En estos momentos, sería interesante saber qué fondo de armario libresco disponen Vds. para estos 2-4 meses que nos esperan. También, por qué no, cuántas garrafas de agua están acumulando en el piso y cuántas latas de fabada. En lo que a mí respecta, y ya que estamos en esa parte de la película en la que los protagonistas confiesan sus miserias ante la inminencia de una muerte atroz, les puedo decir que tengo empezada, y esta novela da para varias cuarentenas, Antagonía, de Luis Goytisolo. Por la mitad, llevo Stoner, de John Williams, y un poco cuesta arriba se me está haciendo Fragmenta, de Javier Pastor. Títulos de una sola palabra, por cierto. Ya avanzada, La vida, instrucciones de uso, de Georges Perec. Acabando estoy La herida se mueve, de Luis Rodríguez. Además, tengo en boxes a Herzog, de Saul Bellow, y Hormigón y Extinción, de Thomas Bernhard.
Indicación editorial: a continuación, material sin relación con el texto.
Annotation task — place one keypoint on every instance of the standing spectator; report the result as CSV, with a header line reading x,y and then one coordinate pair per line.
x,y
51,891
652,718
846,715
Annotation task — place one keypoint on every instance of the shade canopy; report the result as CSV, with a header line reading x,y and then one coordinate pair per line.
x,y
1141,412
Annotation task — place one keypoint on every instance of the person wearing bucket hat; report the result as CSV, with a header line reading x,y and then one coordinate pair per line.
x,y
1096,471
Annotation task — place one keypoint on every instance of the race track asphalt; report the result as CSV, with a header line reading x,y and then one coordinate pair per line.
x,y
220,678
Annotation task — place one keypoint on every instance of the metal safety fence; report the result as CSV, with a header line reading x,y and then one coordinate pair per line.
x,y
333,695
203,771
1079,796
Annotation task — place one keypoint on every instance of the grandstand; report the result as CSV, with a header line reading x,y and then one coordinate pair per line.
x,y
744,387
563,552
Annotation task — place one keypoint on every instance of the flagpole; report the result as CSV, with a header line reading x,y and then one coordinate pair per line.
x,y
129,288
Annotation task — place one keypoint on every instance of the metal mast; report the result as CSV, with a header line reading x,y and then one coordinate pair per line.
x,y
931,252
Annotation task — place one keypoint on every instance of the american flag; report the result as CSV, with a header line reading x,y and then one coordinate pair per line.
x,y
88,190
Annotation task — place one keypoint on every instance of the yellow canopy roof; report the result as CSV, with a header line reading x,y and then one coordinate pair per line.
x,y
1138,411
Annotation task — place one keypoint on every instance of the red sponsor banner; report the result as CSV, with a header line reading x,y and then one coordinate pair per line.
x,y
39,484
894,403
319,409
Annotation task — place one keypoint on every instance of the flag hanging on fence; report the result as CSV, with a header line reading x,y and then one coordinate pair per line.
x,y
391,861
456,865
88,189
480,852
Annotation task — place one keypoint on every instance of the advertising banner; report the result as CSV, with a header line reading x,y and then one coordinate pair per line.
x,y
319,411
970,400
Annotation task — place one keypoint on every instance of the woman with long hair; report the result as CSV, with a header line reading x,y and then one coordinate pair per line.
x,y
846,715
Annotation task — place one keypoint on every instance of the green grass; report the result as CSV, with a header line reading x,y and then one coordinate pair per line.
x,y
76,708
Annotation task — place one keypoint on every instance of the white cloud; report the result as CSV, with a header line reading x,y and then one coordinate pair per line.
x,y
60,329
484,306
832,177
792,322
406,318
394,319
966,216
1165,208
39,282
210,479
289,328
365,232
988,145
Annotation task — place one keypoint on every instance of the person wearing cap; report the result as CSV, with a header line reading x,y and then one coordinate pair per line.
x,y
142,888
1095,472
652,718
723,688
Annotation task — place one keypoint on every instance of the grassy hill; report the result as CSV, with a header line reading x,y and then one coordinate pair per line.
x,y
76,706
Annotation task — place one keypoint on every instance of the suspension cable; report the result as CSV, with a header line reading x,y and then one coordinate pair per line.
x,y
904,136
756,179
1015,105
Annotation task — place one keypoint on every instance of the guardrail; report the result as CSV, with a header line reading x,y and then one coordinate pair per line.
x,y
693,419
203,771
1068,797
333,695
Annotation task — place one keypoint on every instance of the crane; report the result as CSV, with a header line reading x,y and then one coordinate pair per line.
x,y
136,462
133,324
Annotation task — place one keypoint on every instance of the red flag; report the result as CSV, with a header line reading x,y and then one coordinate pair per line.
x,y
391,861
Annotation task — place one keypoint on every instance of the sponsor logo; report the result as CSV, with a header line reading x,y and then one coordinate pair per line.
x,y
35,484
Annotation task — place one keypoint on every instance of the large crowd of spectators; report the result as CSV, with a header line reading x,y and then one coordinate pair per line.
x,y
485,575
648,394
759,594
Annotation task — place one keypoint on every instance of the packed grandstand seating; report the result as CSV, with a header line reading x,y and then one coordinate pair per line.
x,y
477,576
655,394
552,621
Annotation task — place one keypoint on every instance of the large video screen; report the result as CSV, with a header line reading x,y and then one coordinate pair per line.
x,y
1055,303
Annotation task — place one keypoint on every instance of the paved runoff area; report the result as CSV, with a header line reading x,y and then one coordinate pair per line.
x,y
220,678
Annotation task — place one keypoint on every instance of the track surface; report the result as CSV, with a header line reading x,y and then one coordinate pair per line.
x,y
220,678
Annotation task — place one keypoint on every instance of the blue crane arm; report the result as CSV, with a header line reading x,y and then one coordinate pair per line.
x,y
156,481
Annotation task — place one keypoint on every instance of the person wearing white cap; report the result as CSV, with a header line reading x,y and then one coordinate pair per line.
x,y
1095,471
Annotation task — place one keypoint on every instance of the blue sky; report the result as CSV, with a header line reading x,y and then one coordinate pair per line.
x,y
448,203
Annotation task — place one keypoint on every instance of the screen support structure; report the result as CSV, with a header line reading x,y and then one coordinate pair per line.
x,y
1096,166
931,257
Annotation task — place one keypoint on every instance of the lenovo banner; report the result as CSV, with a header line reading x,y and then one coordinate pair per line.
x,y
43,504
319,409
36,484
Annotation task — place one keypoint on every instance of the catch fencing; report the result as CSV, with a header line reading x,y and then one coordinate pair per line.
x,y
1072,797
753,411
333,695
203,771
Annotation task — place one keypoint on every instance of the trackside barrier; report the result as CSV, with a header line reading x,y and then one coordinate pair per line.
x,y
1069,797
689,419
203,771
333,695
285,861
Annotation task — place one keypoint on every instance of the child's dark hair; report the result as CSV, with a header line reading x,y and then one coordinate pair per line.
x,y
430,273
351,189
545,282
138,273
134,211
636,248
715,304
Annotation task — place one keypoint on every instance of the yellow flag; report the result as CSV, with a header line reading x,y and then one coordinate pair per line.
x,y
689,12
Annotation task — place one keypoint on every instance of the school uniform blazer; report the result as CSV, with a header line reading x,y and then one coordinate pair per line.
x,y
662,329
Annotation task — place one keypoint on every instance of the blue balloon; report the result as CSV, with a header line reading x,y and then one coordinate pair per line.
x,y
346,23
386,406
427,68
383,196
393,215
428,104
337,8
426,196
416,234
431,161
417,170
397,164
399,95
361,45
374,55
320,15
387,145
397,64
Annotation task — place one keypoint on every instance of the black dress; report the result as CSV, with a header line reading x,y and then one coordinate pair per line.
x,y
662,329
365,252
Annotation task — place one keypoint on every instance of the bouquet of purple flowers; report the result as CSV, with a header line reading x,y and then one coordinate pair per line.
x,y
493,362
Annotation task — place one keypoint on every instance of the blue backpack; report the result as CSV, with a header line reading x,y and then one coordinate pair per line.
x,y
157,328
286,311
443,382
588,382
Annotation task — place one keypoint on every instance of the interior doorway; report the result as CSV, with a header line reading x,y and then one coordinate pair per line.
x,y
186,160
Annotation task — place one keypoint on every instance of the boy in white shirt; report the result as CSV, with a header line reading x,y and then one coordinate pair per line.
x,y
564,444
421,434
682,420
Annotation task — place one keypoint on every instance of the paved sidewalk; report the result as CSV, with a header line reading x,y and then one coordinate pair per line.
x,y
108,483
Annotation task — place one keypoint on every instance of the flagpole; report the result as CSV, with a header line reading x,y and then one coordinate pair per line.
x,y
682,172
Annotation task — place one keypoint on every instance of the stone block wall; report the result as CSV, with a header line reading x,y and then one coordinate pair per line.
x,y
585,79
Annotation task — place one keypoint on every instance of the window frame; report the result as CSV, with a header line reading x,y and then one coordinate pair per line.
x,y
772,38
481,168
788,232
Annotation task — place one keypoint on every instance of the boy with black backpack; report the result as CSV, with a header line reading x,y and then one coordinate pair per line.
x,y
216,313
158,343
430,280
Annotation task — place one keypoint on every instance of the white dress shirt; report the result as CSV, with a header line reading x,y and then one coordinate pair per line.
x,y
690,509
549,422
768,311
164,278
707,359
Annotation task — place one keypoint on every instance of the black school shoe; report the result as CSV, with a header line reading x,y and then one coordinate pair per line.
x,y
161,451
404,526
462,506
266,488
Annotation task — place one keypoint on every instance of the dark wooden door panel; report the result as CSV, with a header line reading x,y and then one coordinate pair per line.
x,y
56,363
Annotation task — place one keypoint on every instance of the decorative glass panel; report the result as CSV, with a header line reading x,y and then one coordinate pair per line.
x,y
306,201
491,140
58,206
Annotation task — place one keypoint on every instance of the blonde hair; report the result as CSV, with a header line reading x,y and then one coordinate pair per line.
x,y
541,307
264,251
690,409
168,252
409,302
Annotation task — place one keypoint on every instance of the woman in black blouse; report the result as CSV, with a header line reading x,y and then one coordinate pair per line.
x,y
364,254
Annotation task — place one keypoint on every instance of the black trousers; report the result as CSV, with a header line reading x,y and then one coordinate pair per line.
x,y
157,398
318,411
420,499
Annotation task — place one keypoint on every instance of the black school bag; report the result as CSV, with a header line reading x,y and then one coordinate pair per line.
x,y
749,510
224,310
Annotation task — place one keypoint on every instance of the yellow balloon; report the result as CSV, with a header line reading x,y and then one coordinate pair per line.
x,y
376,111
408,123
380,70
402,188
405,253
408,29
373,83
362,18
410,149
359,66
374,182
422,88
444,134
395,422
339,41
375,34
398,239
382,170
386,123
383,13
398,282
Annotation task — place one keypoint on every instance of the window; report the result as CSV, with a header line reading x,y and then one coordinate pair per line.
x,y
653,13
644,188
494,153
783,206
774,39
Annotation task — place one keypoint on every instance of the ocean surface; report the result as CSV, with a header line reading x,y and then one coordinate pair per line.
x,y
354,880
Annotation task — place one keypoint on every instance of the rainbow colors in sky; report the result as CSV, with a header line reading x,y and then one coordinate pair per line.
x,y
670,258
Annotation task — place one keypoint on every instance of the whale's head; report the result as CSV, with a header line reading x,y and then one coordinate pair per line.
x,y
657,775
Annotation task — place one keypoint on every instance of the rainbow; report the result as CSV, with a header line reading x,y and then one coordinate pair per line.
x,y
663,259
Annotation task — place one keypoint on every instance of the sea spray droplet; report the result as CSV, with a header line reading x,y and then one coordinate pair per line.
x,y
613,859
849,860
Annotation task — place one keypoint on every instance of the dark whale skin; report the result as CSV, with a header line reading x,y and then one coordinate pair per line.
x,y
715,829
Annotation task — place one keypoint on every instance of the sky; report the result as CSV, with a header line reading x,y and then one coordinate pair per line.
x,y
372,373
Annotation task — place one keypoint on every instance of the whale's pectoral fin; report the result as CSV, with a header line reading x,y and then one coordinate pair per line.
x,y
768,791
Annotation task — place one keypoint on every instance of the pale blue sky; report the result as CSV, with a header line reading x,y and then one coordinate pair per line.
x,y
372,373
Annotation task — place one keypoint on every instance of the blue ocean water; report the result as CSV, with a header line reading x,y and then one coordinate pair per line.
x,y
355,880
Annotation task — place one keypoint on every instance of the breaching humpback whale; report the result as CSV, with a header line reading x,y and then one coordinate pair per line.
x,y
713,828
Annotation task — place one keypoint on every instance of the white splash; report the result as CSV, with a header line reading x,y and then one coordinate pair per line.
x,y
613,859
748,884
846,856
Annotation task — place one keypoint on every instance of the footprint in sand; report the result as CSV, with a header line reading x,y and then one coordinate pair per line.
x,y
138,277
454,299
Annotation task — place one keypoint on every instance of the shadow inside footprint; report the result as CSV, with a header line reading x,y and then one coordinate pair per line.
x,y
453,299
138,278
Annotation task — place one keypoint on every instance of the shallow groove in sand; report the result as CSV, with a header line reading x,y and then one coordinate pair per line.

Algún/a escritor/a local caerá pronto, a buen seguro, si me dejan llegar a la librería (*).

En lo que respecta a ensayos de ciencias sociales y humanidades, tengo entre manos Peasant-Citizen and Slave, de Ellen Meiksins Wood, La conciencia y la novela, de David Lodge, una entrevista a Rancière, El litigio de las palabras, a cargo de Javier Bassas, Las dimensiones morales, de Thomas Scanlon. Sigo, con parones, con La teoría del lenguaje literario, de José María Pozuelo Yvancos, y tengo en espera El valor de las cosas, de Mariana Mazzucato. Recientemente, he acabado, por cierto, la magnífica El nacimiento de la política, de Moses I. Finley y la no menos impactante La tragedia de nuestro tiempo, de Andrés Piqueras.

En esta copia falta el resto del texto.